Do total de mortes no trânsito em Campinas, 38% foram de motociclistas, com 3.274 vítimas desde 2015.
RMVALE
No Vale do Paraíba, a diferença entre as mortes no trânsito e em homicídios e latrocínios é menor do que na RM Campinas, em razão de a região ter se tornado a maios violenta do interior de São Paulo desde 2010.

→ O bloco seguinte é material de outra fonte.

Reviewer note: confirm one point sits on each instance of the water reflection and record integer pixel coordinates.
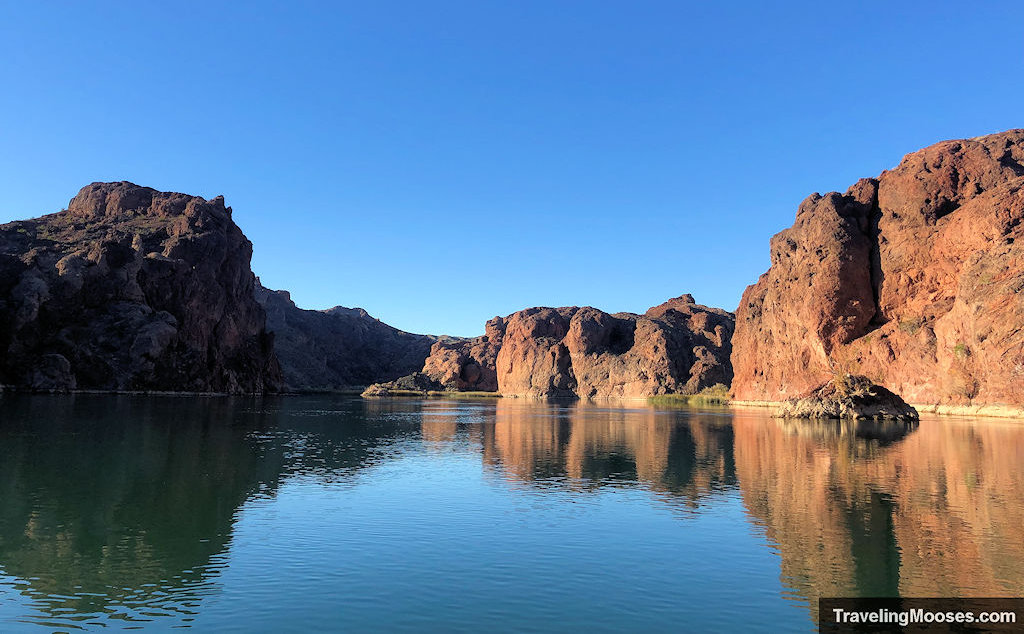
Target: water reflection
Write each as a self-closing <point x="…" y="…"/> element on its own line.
<point x="938" y="513"/>
<point x="582" y="446"/>
<point x="119" y="507"/>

Entre 2015 e 2023, as estradas e vias municipais da RMVALE vitimaram 3.134 pessoas contra 3.105 mortes por assassinatos no mesmo período, 0,93% a mais para os óbitos no trânsito. A média mensal de mortes é praticamente a mesma: 31 em acidentes e 30 nos crimes violentos. As motos também foram o principal veículo envolvidos nas mortes no trânsito no Vale, com 36% dos óbitos desde 2015 – 1.125 mortes.
O cenário muda nos indicadores das duas maiores cidades da RMVale, de acordo com os dados do Infosiga e da SSP.

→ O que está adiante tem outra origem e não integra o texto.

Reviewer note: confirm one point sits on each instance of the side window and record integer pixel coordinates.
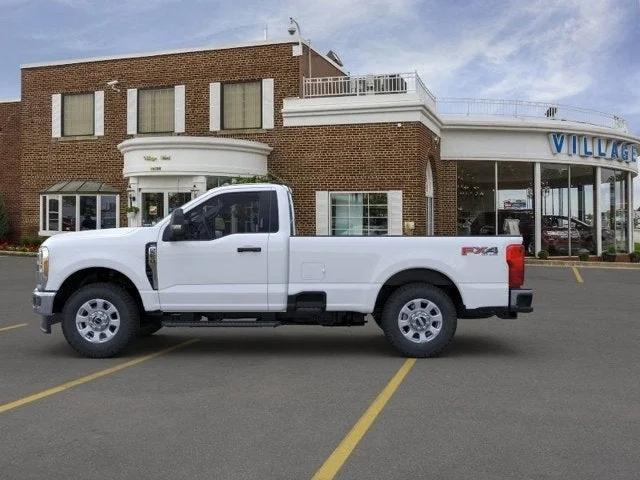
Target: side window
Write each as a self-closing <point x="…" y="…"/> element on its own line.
<point x="229" y="213"/>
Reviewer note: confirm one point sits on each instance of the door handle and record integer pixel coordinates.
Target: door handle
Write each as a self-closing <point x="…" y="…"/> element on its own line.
<point x="249" y="249"/>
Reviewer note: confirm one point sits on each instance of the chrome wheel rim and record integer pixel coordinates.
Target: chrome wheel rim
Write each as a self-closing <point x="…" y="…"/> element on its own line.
<point x="97" y="320"/>
<point x="420" y="320"/>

São José dos Campos registra 688 mortes em acidentes de trânsito contra 457 em homicídios e latrocínios, 50,55% a mais para os óbitos no tráfego.

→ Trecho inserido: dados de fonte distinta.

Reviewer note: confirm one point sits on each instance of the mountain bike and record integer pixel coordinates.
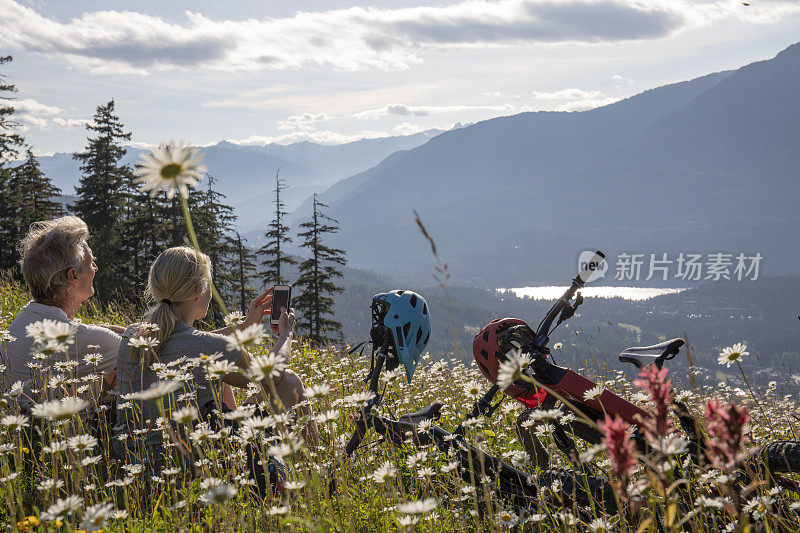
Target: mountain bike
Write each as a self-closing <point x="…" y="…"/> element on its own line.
<point x="560" y="386"/>
<point x="474" y="464"/>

O número preocupa em razão do aumento constante da frota de veículos na cidade, que é cortada por rodovias federais e estaduais, como a Via Dutra, Carvalho Pinto e Tamoios.
Em Taubaté, a situação se inverte. Os crimes contra a vida mataram mais do que os acidentes de trânsito: 374 ante 358, 4,47% a mais para a violência. Na série histórica, a cidade mantém a média de 4 mortes por mês para o trânsito e nos assassinatos.
ROLEZINHO
O prefeito de Campinas, Dário Saadi (Republicanos), prometeu proibir os ‘rolezinhos’ de motos na cidade. A medida é uma reação após o saldo de três mortes e 27 feridos em um ‘rolezinho noturno’ que reuniu 200 motos no último sábado (22).
O acidente, que ocorreu na Rodovia Santos Dumont (SP-75), é investigado pelo 2º Distrito Policial de Campinas. O caso foi registrado como homicídio culposo na direção de veículo automotor e lesão corporal.
Dário convocou uma reunião de emergência com as polícias Militar e Civil, a Guarda Municipal e a Emdec (Empresa Municipal de Desenvolvimento de Campinas) para tratar de ações conjuntas contra os ‘rolezinhos’ de moto.
Em vídeo, ele prometeu endurecer as regras: “Devemos trabalhar muito para que Campinas não tenha mais essa história de rolezinho”.